My 66 GTO sat for about 2 weeks while on vacation. Once I tried to start it up, my battery was dead. I couldn't even jump it with my daily driver. I had to charge the battery for a few hours and then jump with my wife's suburban. A few days later my battery light comes on while driving, I pulled into an AutoZone and the guy tells me he can't even get a reading on the battery. I was able to restart the car and drive home. Upon further inspection, I noticed the battery wire to my alternator was not connected and you could tell it had arced/sparked. I connected the wire, thinking this was my issue. The car will start, but the battery light comes on whenever the engine is running. Drove to O"Reilly's and they also told me the bad battery is bad and my alternator is fine. I took the battery out of the car and took it to a place that sells AC Delco batteries and they tested it. It tested fine.

With the car running and headlights on, I revved the motor and the highlights brightness didn't change. Turned off the car, brightness remained the same, car started back up.

Could my issue be with the battery wire to the alternator? It wasn't screwed together before, maybe just touching the terminal/screw and then separated. The terminal/screw can be pushed back into the alternator. Is that typical? I would post a picture, but it appears I am unable to do so.

Any suggestions would be appreciated.

Tim


----------



## Lemans guy (Oct 14, 2014)

GFT, sounds like the loose connection was the beginning of something ....

You have to have that connection tight at the red of the alternator, have not seen where it pushes in....

Also the loose connections could have caused some internal diode problem.

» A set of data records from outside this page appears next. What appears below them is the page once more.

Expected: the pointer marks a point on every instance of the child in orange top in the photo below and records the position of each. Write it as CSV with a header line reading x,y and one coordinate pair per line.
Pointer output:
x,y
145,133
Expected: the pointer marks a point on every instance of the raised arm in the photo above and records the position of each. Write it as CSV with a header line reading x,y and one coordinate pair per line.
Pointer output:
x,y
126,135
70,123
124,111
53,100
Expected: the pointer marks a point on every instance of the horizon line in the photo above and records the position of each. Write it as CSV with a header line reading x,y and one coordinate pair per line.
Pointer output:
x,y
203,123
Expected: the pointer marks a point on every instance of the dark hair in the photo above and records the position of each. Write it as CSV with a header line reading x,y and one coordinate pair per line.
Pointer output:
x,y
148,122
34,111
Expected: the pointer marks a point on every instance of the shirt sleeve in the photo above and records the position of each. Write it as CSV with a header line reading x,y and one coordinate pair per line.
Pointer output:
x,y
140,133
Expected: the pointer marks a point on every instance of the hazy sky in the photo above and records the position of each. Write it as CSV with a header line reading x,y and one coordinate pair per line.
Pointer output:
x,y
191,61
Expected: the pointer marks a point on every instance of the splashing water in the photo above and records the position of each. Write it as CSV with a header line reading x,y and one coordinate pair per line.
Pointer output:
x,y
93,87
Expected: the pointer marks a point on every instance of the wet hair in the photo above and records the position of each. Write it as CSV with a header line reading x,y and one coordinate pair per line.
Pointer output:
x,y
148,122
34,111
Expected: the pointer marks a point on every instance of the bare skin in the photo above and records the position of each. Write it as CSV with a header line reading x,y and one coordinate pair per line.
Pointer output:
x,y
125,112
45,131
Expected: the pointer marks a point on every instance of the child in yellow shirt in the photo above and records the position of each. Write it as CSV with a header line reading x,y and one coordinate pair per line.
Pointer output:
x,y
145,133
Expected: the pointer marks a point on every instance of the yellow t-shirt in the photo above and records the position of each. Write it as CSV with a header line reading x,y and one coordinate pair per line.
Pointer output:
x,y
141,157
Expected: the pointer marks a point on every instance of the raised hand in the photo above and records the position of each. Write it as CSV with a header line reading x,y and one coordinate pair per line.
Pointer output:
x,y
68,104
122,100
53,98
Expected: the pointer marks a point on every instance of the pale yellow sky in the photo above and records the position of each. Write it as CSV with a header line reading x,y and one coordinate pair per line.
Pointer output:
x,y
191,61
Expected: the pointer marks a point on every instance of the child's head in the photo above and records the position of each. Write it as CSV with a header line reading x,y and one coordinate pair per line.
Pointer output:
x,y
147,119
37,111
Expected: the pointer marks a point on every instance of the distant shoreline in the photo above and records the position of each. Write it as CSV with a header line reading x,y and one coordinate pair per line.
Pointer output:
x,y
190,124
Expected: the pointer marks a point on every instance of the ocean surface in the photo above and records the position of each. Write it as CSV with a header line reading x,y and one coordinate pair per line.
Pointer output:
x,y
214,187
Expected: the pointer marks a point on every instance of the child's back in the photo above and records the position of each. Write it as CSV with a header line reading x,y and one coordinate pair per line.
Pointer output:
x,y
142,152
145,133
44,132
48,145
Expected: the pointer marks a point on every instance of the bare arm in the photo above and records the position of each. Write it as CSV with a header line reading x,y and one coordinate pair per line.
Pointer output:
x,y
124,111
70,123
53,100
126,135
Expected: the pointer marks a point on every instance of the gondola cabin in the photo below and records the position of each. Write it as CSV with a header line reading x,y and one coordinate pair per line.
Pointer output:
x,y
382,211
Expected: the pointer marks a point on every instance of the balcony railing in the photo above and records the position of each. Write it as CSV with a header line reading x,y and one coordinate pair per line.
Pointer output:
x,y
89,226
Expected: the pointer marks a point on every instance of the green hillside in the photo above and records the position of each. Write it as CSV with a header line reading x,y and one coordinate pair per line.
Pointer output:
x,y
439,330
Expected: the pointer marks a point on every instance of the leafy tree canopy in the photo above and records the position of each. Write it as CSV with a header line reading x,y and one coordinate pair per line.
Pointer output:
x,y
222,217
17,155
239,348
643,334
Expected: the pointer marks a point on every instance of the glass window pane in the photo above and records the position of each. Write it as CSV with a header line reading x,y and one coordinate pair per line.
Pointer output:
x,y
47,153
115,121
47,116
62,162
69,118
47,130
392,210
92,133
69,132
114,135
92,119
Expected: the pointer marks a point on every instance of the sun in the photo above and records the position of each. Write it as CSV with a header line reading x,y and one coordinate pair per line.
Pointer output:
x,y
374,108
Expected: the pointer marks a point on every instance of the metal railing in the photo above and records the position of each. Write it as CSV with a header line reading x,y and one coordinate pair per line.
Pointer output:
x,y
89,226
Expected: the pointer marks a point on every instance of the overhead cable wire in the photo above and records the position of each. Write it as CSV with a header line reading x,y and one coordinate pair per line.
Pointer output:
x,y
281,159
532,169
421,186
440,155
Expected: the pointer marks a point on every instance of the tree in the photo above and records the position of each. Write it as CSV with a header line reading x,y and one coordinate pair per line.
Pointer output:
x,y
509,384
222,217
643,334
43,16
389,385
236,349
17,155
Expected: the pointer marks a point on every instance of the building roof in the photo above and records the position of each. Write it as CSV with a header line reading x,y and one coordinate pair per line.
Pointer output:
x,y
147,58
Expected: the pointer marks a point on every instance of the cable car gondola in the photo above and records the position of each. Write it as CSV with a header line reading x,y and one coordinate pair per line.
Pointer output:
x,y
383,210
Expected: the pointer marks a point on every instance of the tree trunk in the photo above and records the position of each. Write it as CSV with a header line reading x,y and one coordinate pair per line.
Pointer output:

Best thing would be to put it on machine that every service station has, called a VAT tester, sometimes it is on a cart...mine is a snap on the size of an iPad

You connect to the battery and one connection to the alternator cable, it puts a micro load on the battery and tests alternator output under load at 2000 RPM,s

It does starter draw as well. This is done without taking the battery or anything out of the car, simple and accurate test....

Now you put a volt meter on the alternator as well and same with the battery but a load test is crucial.

You might have a shorted diode from that loose connection.....but check it.

The alternator is easy to change rebuilds around here $50 bucks.....

You will get it.....:thumbsup:


----------



## PontiacJim (Dec 29, 2012)

Might also be your voltage regulator which should be found on the firewall. The small black box has a set of points in it that do go bad after time. If not working correctly, it will not charge the battery and your light will come on. Then the next time it may work just fine. So it could be a sign that it is going. If your battery checks out OK and your alt checks out OK, then the voltage regulator could be suspect as well. Could be something else, but battery, alt, voltage regulator are your first checks.


----------



## Matthew (Feb 11, 2011)

I agree with Jim on the voltage regulator. Do not replace it with the Duralast VR715 from Autozone.


----------



## GFT 12:17 (Jul 26, 2014)

Bingo, Jed's a millionaire! Replaced the voltage regulator, battery light is out and car is running well. Thanks again for your responses.

Tim


----------